Creating Presentations with LaTeX

This spring/summer, I’m giving quite a few talks at conferences, and I have a number of my own clients that I’m writing new training materials for. That’s a lot of content in total and so, inspired by Dave’s article about LaTeX and powerdot (and with some help from Dave himself!), I’ve started to write my own presentations this way too.

Getting started was a struggle, I’ve never really used anything like it before and if there’s one thing LaTeX doesn’t do well, it’s error messages! The blog post I linked above has a sample presentation in it and I used that as my starting point. The source code goes in a file with a “.tex” suffix, e.g. presentation.tex. I then installed the texlive-latex-extra, latexmk, vim-latexsuite, latex-fonts-recommended and texlive-fonts-extra packages from aptitude, and generated a PDF by running:

latexmk -f -pdfps presentation.tex

This creates a bunch of files including presentation.pdf, which shows the output of my creation. Dave’s post has some great tips for coping with LaTeX and since it’s actually really widely used in academia, google turned up results including examples for everything I didn’t know how to do. As a vim user, the LaTeX-suite plugin has been really handy (well, it is now I know what to do with it!) and the code folding makes it much easier to handle presentations which can easily run to thousands of lines. I’ll blog more about the plugin and my slides themselves another time, but for getting started, the tools above were all I needed.

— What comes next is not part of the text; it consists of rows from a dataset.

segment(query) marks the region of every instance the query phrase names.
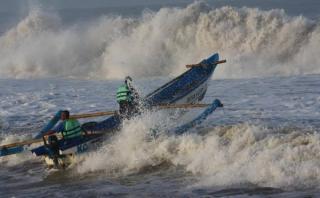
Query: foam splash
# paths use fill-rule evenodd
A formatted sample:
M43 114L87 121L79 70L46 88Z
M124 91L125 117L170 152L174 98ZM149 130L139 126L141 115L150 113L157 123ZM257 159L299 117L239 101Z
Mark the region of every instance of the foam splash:
M128 175L170 163L198 177L194 186L255 184L291 189L320 184L316 132L238 124L216 127L205 135L163 134L150 140L151 125L146 123L127 123L99 152L87 156L77 171Z
M283 10L196 2L64 27L56 14L36 9L1 35L0 77L176 75L213 52L228 59L220 78L318 74L319 42L317 21Z
M31 139L31 135L1 135L0 136L0 145L6 145L14 142L20 142L24 140ZM8 155L4 157L0 157L0 164L2 166L16 166L23 164L28 161L39 161L38 158L33 156L31 152L26 152L26 153L20 153L20 154L15 154L15 155Z

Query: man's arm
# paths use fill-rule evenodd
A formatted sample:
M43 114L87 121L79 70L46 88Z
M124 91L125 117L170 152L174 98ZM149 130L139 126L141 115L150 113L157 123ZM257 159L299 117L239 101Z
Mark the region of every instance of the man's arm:
M58 133L58 132L62 132L64 131L64 124L63 122L60 122L56 127L54 127L54 129L52 129L51 131L53 131L54 133Z

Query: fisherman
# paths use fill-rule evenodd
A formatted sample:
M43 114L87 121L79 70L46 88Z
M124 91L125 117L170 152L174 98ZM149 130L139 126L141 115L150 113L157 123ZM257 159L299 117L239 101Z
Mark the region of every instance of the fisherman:
M56 135L54 133L61 133L63 137L63 144L68 144L73 141L77 141L78 138L82 137L82 129L78 120L70 118L70 112L68 110L61 111L60 122L53 130L50 130L47 135L48 143L43 137L44 144L47 146L49 151L49 156L53 160L56 168L64 168L64 164L59 163L60 157L60 144Z
M82 129L79 121L70 118L70 112L68 110L61 112L60 119L62 122L53 130L49 131L48 134L60 132L65 140L82 136Z
M129 119L139 112L139 94L131 86L131 77L125 78L124 84L117 89L120 117Z

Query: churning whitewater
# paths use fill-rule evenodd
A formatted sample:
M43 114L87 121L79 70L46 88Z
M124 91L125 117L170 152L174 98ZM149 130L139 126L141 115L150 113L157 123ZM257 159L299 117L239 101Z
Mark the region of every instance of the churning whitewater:
M230 63L218 68L219 78L319 74L319 42L319 21L280 9L196 2L64 25L58 14L36 7L1 35L0 76L173 76L217 49Z

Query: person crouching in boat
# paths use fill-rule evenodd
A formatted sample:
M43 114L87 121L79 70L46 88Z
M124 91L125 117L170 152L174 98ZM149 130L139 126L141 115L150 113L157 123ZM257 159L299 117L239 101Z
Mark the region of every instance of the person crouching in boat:
M70 119L70 112L68 110L61 112L60 119L62 122L60 122L51 133L60 132L65 140L82 136L82 129L79 121L73 118Z
M117 102L119 104L119 114L123 119L130 119L139 112L139 95L137 91L130 86L132 80L129 76L126 77L124 84L117 89Z
M49 157L53 159L56 167L60 166L60 164L58 163L58 158L60 157L59 147L61 146L61 144L59 142L62 141L63 145L77 142L79 138L82 138L83 132L79 121L70 118L69 111L62 111L60 119L62 122L60 122L60 124L58 124L53 130L50 130L47 133L47 141L43 137L44 144L46 145L49 152ZM62 134L62 140L58 140L58 137L55 135L56 133Z

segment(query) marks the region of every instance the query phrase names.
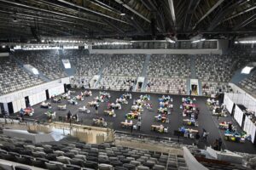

The biggest risk is breaking your markup and having it not compile, which happened a lot right at the start. My tips are to check your file into source control very regularly (it’s just text, it’s perfect for source control!), and to rebuild your PDF every couple of slides so you’ll realise quickly when you’ve broken something. Since I’m a developer, I’m used to source control and although PHP isn’t compiled, it’s not a step too far to include this in the process, so I found it easy to move over to working this way. I wrote 100+ slides last week, and I simply wouldn’t have been able to work at that rate with mainstream presentation software, since I don’t use a mouse.